Devin Farrand’s work pays homage to his childhood spent in Oregon among a family of skilled craftsmen. Using raw materials such as etched and sandblasted aluminum and steel plates, Farrand creates meticulously crafted unique, aesthetic objects. In contrast to the physical weight of his materials, his process generates reflective, light sensitive, dynamic surfaces that affect an atmospheric quality. Farrand (b.1986, Salem, OR) lives and works in Los Angeles, California and Mackay, Idaho. Recent solo exhibitions include Felled Forms, Ochi Projects, Los Angeles, CA (2020); Heft, Ibid Gallery, Los Angeles, CA (2016); Blocks on Blocks, Good Weather Gallery, North Little Rock, AR (2015).
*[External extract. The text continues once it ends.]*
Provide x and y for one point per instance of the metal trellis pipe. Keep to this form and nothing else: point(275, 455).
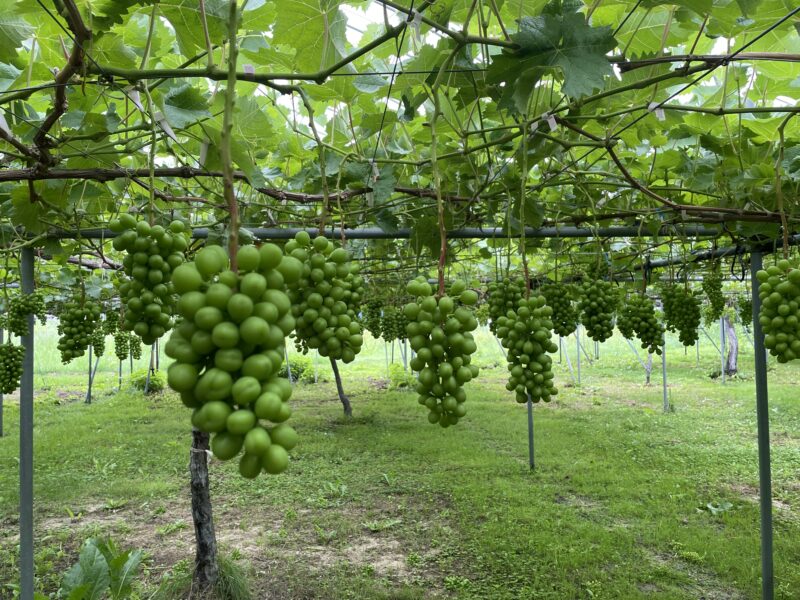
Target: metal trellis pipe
point(762, 419)
point(26, 565)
Hannah Knight Leighton’s current work focuses on the tension between traditional craft techniques, painting history, the aesthetics of casual consumerism, and the influence of digital technologies on contemporary perception. Beginning with digital drawings, Leighton uses a tufting gun to create large-scale abstract paintings of acrylic yarn on monk’s cloth. Leighton received a BFA from the Maryland Institute College of Art in 2015 and an MFA from University of New Mexico in 2021. Leighton recently participated in the Green Olive Arts Residency program in Morocco and her work has been featured in New American Paintings. Leighton will have her first solo exhibition with Ochi Gallery in Sun Valley, ID in August 2021.
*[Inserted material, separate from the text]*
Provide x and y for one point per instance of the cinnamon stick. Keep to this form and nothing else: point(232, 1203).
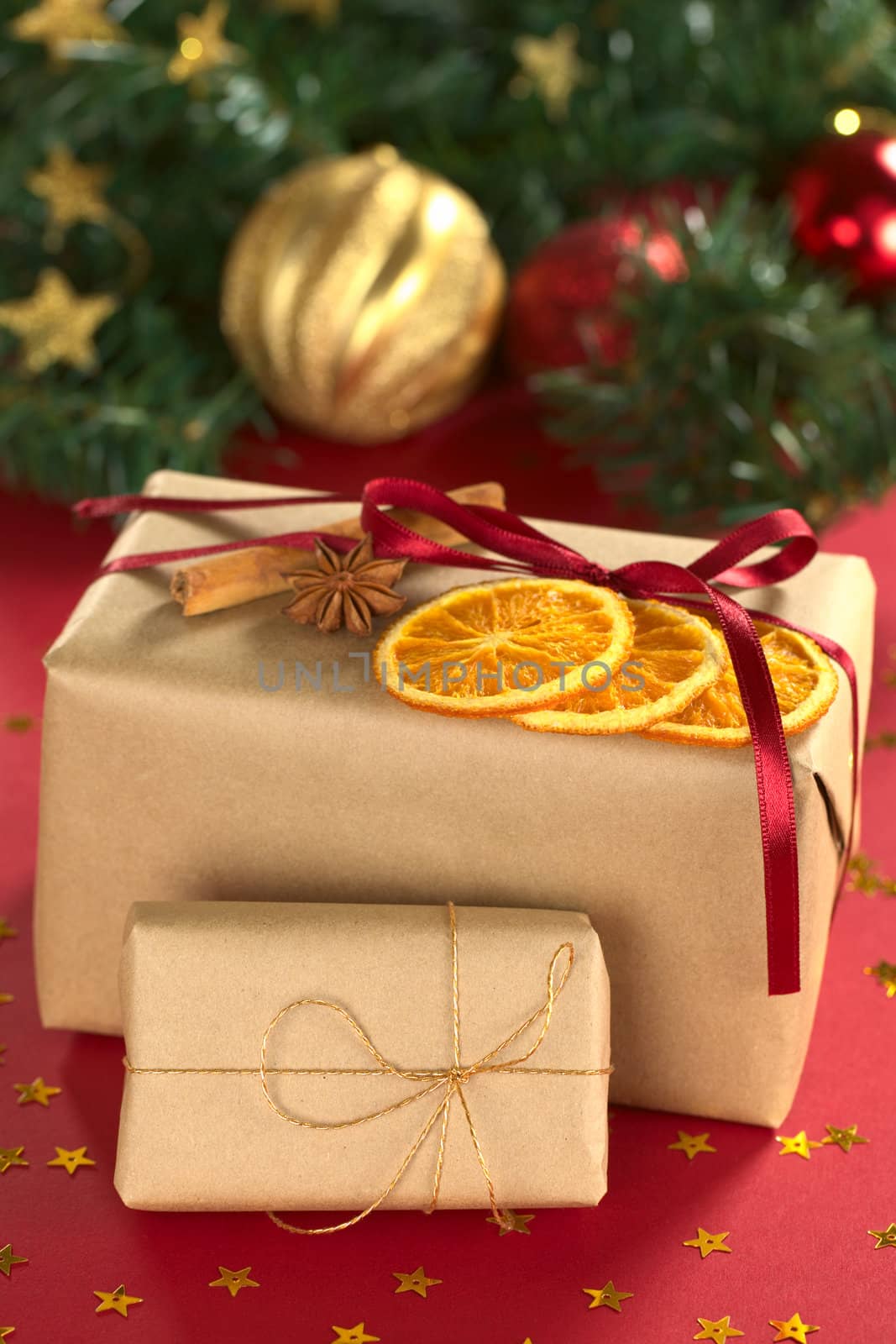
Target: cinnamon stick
point(235, 577)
Employing thread, paint, and occasionally polyurethane, Brian Wills creates work that emphasizes the notion that line and color are to be experienced instead of simply observed. One at a time individual strands of thread are laboriously wrapped around wood substrates, eventually creating surfaces that vibrate and shift depending on available light and a viewer’s motion approaching a work. This tension between the fragile and the fixed offers illusions of movement, curve, and dimension. Wills (b. 1970) lives and works in Los Angeles, CA. He received his BA from Denison University, his MA from Harvard University, and JD from Harvard Law School. His work has been exhibited in numerous gallery exhibitions including TOTAH, New York, NY; Quint Gallery, La Jolla, CA; Ochi Gallery, Sun Valley, ID; and was included in Swells of Californian Light and Space Artists held simultaneously at Petzel Gallery and Metro Pictures in New York. Wills work has been included in institutional exhibitions including the Underground Museum, Los Angeles, CA; Torrance Art Museum, Torrance, CA; Museum of Contemporary Art San Diego, San Diego, CA; and the Frederick R. Weisman Art Foundation, Los Angeles, CA. Wills' work is included in numerous public and private collections including The Jarl Mohn Family Foundation, Los Angeles, CA; Palm Springs Art Museum, Palm Springs, CA; The Estee Lauder Collection, New York, NY; and Fundación/Colección Jumex, Mexico City, Mexico.

Sarah Zapata makes work with labor-intensive processes such as handweaving, rope coiling, latch hooking, and sewing by intersecting theories of gender and ethnicity with pre-colonial histories and techniques. Using meditative, mechanical means, Zapata’s sculptures and installations deal with the multiple facets of her complex identities: a Texan living in Brooklyn, a lesbian raised as an evangelical Christian, a first generation American of Latin American descent, a contemporary artist inspired by ancient civilizations, and an artist challenging the history of craft as “women’s work” within the realm of art. Recent institutional exhibitions include Museo MATE in Lima, Peru; Ogden Museum of Southern Art in New Orleans; the New Museum, El Museo del Barrio, Museum of Art and Design, Leslie-Lohman Museum of Gay and Lesbian Art all located in New York; Boston University in Massachusetts; and LAXART in Los Angeles. Zapata’s work is currently on view in the groundbreaking exhibition Latinx Abstract at BRIC House in Brooklyn, NY.